L'accord, signé sous l’égide de l’ONU en juillet 2022 avec la médiation de la Turquie pour permettre le transit en mer Noire des céréales au départ des trois ports ukrainiens en dépit du blocus maritime, est sans cesse remis en cause par Moscou qui, à chaque échéance, menace d'annuler sa participation si la réciprocité dans les échanges n’est pas établie. Les autorités russes cherchent à obtenir une levée des sanctions occidentales sur leurs exportations de céréales, produits agricoles et d'engrais. Elles ne sont pas formellement interdites mais sont condamnées de facto par les sanctions sur les paiements, la logistique et l'assurance.
Les autorités russes font valoir depuis la mise en œuvre de l'accord du 22 juillet 2022 qu'il était actuellement unilatéral. « Les engrais russes n'ont pas pu transiter de la même manière que les céréales ukrainiennes », a indiqué lors d'une conférence de presse Sergueï Lavrov, le ministre russe des Affaires étrangères, soulignant que des dizaines de vraquiers russes chargés de quelque 200 000 t d'engrais étaient bloqués dans les ports européens.
Il rappelle que l'élargissement à certains produits agricoles, tels que les engrais, était prévu par le texte signé par les deux belligérants.
Escalade en amont du G7
Ces propos interviennent alors que les ministres du G7 tiennent plusieurs réunions préparatoires avant le sommet des chefs d'État du G7 (Allemagne, Canada, États-Unis, France, Italie, Japon et Royaume-Uni), qui se tiendra à Hiroshima du 19 au 21 mai sous la présidence japonaise.

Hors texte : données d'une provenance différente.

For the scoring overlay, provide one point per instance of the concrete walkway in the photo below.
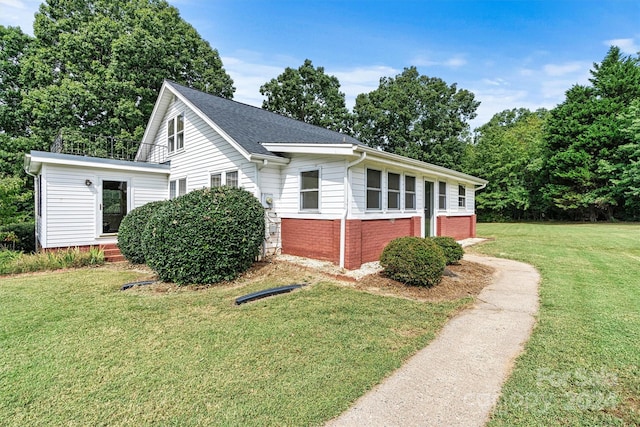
(456, 380)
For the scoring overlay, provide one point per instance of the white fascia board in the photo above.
(417, 165)
(38, 158)
(305, 148)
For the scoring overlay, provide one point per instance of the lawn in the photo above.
(77, 351)
(582, 364)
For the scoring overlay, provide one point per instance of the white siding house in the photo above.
(326, 195)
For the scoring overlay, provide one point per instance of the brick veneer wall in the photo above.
(458, 227)
(365, 239)
(311, 238)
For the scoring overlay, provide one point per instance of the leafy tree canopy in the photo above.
(98, 65)
(508, 153)
(586, 147)
(309, 95)
(416, 116)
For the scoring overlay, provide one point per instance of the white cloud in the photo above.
(628, 46)
(455, 61)
(558, 70)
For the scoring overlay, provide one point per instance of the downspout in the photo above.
(35, 214)
(347, 206)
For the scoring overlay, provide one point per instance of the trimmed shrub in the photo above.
(205, 236)
(25, 233)
(452, 250)
(413, 261)
(131, 230)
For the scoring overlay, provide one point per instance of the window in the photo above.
(175, 133)
(442, 196)
(374, 189)
(216, 180)
(462, 196)
(232, 179)
(393, 191)
(409, 192)
(310, 190)
(227, 178)
(177, 188)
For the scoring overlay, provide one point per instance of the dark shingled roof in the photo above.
(249, 126)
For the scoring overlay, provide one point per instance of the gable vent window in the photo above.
(374, 189)
(409, 192)
(227, 178)
(175, 133)
(462, 196)
(442, 196)
(177, 188)
(393, 191)
(310, 190)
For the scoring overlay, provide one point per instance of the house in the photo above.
(326, 195)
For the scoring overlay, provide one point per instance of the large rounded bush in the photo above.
(131, 229)
(413, 261)
(452, 250)
(205, 236)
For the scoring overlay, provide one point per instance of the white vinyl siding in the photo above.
(71, 211)
(206, 153)
(374, 189)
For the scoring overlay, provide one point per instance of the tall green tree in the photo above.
(416, 116)
(14, 120)
(309, 95)
(585, 142)
(507, 151)
(98, 65)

Dans leur déclaration finale formulée le 23 avril à l’issue d’une rencontre de deux jours à Miyazaki au sujet des « défis et des opportunités pour les futures politiques agricoles et alimentaires », les ministres de l'Agriculture du groupe des sept pays industrialisés, ont rappelé leur soutien ferme « à la prolongation, la mise en œuvre intégrale et l'extension de l'initiative » et condamné « les tentatives de la Russie d'utiliser la nourriture comme moyen de déstabilisation et comme outil de coercition géopolitique ». Il est aussi fait mention d'un soutien du G7 aux actions de « déminage des terres agricoles et de reconstruction des infrastructures agricoles ».
Rencontre entre le ministre russe des Affaires étrangères et le secrétaire général de l'ONU
Quelques jours auparavant, le 18 avril, les ministres des Affaires étrangères du G7 réunis à Karuizawa, avaient appelé Moscou à « cesser de menacer l'approvisionnement mondial en denrées alimentaires et à permettre à l'initiative de fonctionner indéfiniment et au maximum de ses capacités. »
La question céréalière ukrainienne sera aussi sur la table lors de la rencontre prévue la semaine prochaine à New York entre le ministre russe des Affaires étrangères Sergueï Lavrov et le secrétaire général des Nations unies, Antonio Guterres.
Ces nouvelles tensions interviennent alors que la Pologne, la Hongrie et la Slovaquie ont mis l'embargo sur les exportations de céréales ukrainiennes au prétexte qu'elles déstabiliseraient leurs marchés agricoles. Et Moscou a de son côté accusé Kiev de corruption dans le transit des navires en mer Noire.
Pour mémoire, avant que les troupes russes ne franchissent les frontières de l'Ukraine en février dernier, les deux voisins représentaient près d'un quart des exportations mondiales de céréales, qui ont été interrompues pendant près de six mois, jusqu'à ce que des représentants de l'Ukraine, de la Russie, des Nations unies et de la Turquie conviennent d'établir un corridor maritime humanitaire.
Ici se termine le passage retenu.